Foreign Secretary Rt. Hon. Liz Truss MP confirmed the UK’s position on Twitter today, stating: “The UK is committed to tackling antisemitism and racism around the world. Our statement with Australia on why we could not support resolution presented at the @UN_HRC. Pleased to be supported by friends including European allies”.
Simon Manley, the UK’s Permanent Representative in Geneva, delivered a joint statement on behalf of the UK and Australia, in relation to the UNHRC resolution titled ‘From rhetoric to reality: a global call for concrete action against racism, xenophobia and related intolerance’.
The statement underlined: “We do not agree with the multiple references to the Durban Conference, given the historic concerns over antisemitism. And we can not accept the references to the Durban Review Conference or the positive language welcoming the recent commemorative event in New York”.
It added: “The UK and Australia did not attend the recent 20th anniversary commemorative event for the Third World Conference Against Racism. There were reportedly nearly 40 states who, like us, made the decision not take part”, emphasising, “we think we all need to ask ourselves, why so many states stayed away and how we can move forward”.
The statement concluded: “Racism should be tackled in all its forms and, regrettably, for far too long, the UN has downplayed the scourge of antisemitism. This must end. The UK is clear that we will not attend future iterations of the Durban Conference while concerns over antisemitism remain. We therefore wish to call a vote on the resolution before us and will vote against the draft text before us”.

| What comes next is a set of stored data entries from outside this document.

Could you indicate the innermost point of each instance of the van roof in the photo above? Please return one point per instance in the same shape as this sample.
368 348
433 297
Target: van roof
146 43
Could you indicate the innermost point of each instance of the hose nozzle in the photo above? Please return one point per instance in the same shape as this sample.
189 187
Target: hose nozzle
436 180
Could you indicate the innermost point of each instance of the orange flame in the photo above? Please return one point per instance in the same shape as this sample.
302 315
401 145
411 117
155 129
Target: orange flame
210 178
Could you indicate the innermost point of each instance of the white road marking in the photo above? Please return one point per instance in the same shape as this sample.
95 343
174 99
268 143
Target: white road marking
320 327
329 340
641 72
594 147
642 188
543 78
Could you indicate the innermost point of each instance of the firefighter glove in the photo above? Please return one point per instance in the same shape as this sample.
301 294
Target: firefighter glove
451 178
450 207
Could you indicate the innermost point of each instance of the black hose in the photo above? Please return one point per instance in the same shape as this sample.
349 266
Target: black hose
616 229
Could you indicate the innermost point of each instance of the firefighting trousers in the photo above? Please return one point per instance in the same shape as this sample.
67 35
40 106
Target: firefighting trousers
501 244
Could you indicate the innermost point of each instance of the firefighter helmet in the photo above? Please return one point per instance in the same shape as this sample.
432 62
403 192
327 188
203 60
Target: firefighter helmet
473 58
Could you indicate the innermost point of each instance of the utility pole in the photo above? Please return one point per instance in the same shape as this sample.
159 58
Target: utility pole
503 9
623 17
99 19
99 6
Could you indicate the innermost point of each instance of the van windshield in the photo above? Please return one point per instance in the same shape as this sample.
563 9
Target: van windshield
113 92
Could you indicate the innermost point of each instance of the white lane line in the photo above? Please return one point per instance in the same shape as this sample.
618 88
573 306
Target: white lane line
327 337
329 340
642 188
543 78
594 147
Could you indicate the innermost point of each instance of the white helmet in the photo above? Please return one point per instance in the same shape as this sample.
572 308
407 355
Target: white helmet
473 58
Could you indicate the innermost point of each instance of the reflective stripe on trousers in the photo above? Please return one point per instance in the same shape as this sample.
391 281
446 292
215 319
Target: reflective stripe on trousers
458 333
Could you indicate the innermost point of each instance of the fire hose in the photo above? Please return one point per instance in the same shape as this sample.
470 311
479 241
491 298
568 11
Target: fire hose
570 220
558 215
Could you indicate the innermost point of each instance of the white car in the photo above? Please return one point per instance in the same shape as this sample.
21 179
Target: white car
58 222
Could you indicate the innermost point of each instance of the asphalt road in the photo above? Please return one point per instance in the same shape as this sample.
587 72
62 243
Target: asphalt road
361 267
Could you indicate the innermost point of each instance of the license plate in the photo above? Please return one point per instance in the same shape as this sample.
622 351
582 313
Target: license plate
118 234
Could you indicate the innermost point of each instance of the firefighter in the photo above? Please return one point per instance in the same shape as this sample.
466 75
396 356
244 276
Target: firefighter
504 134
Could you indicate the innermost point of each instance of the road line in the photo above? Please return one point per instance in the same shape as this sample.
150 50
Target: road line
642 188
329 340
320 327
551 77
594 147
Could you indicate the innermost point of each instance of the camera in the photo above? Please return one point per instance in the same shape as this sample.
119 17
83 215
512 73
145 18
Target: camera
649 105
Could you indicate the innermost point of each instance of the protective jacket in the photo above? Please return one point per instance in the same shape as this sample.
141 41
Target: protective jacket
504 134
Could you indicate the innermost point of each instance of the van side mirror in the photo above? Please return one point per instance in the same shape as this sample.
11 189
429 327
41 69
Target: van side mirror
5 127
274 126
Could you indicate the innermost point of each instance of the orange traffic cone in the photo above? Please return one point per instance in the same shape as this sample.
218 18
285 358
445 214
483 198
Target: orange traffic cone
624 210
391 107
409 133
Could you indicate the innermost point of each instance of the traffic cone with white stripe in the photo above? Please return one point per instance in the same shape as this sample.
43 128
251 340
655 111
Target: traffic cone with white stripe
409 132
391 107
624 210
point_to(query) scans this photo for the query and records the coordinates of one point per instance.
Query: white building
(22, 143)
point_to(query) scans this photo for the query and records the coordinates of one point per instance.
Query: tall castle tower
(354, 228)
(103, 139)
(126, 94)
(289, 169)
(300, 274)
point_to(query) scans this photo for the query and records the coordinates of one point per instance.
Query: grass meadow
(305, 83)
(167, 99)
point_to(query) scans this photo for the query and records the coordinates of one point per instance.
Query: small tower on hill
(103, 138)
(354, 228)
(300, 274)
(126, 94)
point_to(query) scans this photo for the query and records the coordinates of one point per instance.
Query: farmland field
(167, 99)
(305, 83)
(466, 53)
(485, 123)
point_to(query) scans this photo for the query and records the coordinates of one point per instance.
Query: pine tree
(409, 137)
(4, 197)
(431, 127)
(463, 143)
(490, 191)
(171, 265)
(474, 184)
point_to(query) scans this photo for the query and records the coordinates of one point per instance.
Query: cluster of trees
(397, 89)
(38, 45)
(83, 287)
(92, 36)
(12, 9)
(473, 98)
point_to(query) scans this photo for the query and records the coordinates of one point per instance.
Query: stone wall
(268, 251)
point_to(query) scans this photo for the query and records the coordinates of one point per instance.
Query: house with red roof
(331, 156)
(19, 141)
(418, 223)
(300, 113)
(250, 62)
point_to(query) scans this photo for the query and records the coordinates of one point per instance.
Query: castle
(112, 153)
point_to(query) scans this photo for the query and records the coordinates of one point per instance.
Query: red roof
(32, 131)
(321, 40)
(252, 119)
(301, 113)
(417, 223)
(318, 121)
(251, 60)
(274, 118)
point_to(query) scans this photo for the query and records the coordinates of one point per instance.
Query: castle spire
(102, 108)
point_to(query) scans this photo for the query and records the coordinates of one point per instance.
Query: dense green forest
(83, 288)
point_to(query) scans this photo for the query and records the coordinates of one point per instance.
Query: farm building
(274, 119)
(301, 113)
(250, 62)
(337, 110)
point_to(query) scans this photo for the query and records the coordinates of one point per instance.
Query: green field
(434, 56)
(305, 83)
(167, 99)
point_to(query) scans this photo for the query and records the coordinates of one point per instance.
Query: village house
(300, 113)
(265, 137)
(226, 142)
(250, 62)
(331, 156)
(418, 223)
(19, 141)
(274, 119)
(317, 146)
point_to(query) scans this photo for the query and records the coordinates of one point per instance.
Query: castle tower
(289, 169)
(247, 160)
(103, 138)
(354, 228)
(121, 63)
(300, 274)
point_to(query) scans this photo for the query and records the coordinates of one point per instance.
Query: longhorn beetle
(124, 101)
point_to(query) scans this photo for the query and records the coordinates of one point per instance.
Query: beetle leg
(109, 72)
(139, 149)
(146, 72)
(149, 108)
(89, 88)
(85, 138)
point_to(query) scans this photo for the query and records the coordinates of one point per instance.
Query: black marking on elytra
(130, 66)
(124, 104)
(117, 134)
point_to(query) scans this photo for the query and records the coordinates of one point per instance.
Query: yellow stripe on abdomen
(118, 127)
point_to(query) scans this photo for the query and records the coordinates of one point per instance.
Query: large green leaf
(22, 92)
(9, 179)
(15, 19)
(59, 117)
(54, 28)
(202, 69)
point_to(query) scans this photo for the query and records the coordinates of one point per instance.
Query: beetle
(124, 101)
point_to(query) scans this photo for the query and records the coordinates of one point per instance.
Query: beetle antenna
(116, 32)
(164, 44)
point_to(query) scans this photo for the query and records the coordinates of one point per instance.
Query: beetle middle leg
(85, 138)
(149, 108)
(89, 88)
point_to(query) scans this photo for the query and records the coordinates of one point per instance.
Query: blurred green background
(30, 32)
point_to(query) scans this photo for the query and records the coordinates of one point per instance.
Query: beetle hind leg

Read the full statement here.
In June, the UK Government announced that the UK will not be attending the United Nations Durban IV conference on 22nd September.
The event marked the 20th anniversary of the World Conference Against Racism in Durban, South Africa. Israel was the only country identified as racist during the original 2001 conference, with Israel and the United States walking out of the summit after the revival of charges equating Zionism with racism.
The US, Canada and Australia previously announced that they will not be participating in the 20th anniversary conference. Before the UK’s announcement, CFI raised concerns about the Durban IV events directly with Prime Minister Boris Johnson, urging the UK to boycott it.